Palm Springs was in a mood a few days and nights ago. That’s when I anchored myself at a small, Warm Sands-adjacent, boutique hotel imbued with several significant cultural legacies: one architectural, another historical and still another of an LGBTQ+ landmark nature.
Palm Springs, and to a lesser degree one of the city’s casually stylish small lodgings, Triangle Inn, seems to be sharing a palette of covidian moods I’d been feeling too. Odds are, you too are at least vaguely familiar with these almost melancholy frames of mind and soul, even as brighter days seem to be drawing nearer. I see signs of these same lilting dispositions on faces both familiar and unacquainted. Sunlight, weather and the desert’s geography seem equally anxious and contemplative. We, the 2020 Pandemic survivors, have varyingly become more diverse, nay, deeper in our moods.

Modernist architect, Hugh Michael Kaptur designed what’s now the Triangle Inn as his first commercial-architecture project back in the late 1950s. Like the California desert city in which it stands, the hotel lends to a spectrum of moods.
Kaptur designed what was originally the Impala Lodge in 1957. The young modernist was creative in subtly yet intentional queuing the human eye to take in the Coachella Valley’s natural environment and the defining mountain ranges that ring the desert floor. That’s true even from an indoor space as solitary and utilitarian as my hotel room’s bathroom.

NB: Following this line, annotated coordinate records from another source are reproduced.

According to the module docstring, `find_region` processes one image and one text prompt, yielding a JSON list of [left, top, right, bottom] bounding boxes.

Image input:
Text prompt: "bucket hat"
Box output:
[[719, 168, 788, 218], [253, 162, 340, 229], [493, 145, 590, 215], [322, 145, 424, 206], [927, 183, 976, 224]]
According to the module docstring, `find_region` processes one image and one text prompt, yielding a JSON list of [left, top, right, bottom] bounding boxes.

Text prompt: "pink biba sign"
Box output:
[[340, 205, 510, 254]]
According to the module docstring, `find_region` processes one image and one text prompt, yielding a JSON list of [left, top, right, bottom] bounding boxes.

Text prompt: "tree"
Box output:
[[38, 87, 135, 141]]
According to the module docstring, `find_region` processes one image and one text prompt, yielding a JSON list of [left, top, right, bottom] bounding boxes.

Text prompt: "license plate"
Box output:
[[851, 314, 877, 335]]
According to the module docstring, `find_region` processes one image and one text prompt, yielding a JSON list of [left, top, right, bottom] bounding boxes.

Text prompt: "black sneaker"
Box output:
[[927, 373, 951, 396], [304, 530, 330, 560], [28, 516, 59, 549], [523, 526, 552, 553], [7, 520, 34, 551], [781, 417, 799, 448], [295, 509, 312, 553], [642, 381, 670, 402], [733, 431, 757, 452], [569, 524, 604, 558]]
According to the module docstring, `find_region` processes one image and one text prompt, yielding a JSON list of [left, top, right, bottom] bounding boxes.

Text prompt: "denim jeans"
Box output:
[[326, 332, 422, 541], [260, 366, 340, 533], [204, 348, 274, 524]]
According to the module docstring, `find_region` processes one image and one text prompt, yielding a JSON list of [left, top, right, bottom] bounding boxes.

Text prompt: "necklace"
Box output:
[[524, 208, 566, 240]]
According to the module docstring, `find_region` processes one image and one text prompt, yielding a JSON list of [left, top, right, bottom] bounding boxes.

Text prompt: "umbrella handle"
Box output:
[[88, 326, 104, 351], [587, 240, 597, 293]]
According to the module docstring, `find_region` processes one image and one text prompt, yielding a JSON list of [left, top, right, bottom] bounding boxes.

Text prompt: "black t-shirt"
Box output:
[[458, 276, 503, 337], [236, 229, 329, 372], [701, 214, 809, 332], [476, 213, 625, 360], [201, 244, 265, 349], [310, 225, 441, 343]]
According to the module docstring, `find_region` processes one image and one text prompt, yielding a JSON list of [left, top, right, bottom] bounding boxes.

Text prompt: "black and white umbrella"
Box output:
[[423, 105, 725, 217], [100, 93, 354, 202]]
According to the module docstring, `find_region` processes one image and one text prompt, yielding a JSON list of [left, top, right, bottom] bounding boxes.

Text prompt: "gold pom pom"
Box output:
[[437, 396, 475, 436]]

The Triangle Inn has, for decades, served clientele comprised mostly of gay men. Michael Green and Stephen Boyd bought the property in 2000. The husbands continue to operate Triangle Inn as a clothing-optional resort as did their predecessors . It’s “boutique,” but not fussy. It’s stylish, but not fancy; clothing-optional and feels sensual, though anything but lurid. If the returning guests I encountered around the immaculately kept, bathwater-temperature pool indicate the kind of regulars who frequent the place, expect no-pressure opportunities to mingle and chat lightly with new friends—or to be left comfortably alone, whichever you prefer.

Desert X 2021
The outdoor art fest known as DX21 was a solitary and stoic affair for this traveler. Next year will likely be more socially engaging—assuming vaccinations make the mark needed for herd immunity in America. But here’s a slice of what DX goers saw this year in an around Palm Springs:
Serge Attukwei Clottey’s Desert X 2021 (DX21) installation (below) adorns boundaries reaching out from a park’s manicured edge to touch the desert’s wilderness. Calling eyes outward, westward and northwesterly toward Mt. San Jacinto, the San Gorgonios and this region’s ubiquitous, standing army of energy-harnessing wind turbines, the work’s yellow and orange squares cut from plastic, water-carrying “gallon” containers like those used in the artist’s home nation of Ghana and across swathes of Africa blanket two massive cubes that are connected by a ponderous carpet of the same contiguously woven material. Spread uniformly across a stretch of grass at James O. Jessie Desert Highland Unity Center and park space in Palm Springs, the jarring and provocative two-cube piece is more than the sum of its parts.

Serge Attukwei Clottey’s works, his Desert X installation, The Wishing Well among them, are powerful statements comprised of “personal and political narratives,” according to the artist’s Gallery 1957 bio.
Another DX21 installation was more temptation than I could resist. I pray the artist’s forgiveness for photographically distorting this installation, but I couldn’t help taking an iOS panorama-mode pic. Eduardo Sarabia’s The Passenger (above) is a maze telling us about the choices-laden journey stories of hundreds of years of desert-trekking sojourners. Walking through The Passenger is a lonesome adventure even with friends. In fact, I noticed folks in groups naturally separating into individualized patterns of experiene as they made their ways through the maze. Sarabia’s work in this explains to us without a single word that the desert’s only real friend is the sky. Walk the desert floor on a hot, sunny day without much water on hand and make the wrong directional choice. You’ll soon know, it’s only the sky who can offer rainwater across miles of desert in a matter of a second or two.
The long trail to The Passenger by Eduardo Sarabia, a Desert X 2021 installation pulls visitors off of nearby roadways and sidewalks and onto her sands, on foot. DX21 required online appointments in order to maintain social-distancing mandates. The Desert X app was marginally helpful.

Never Forget. It’s not just the title of Alaska-born Tlingit and Unangax̂ artist, Nicholas Galanin’s Desert X 2021 installation just north of Tramway Road on Highway 111 coming into (or leaving) town; it’s a call to action. The “Hollywoodland” sign-evoking piece speaks for itself. This link found at DX21’s website offers patrons a chance to take part in the effort to return indigenous lands to benefit progeny of indigenous peoples from whom they were, long ago, usurped.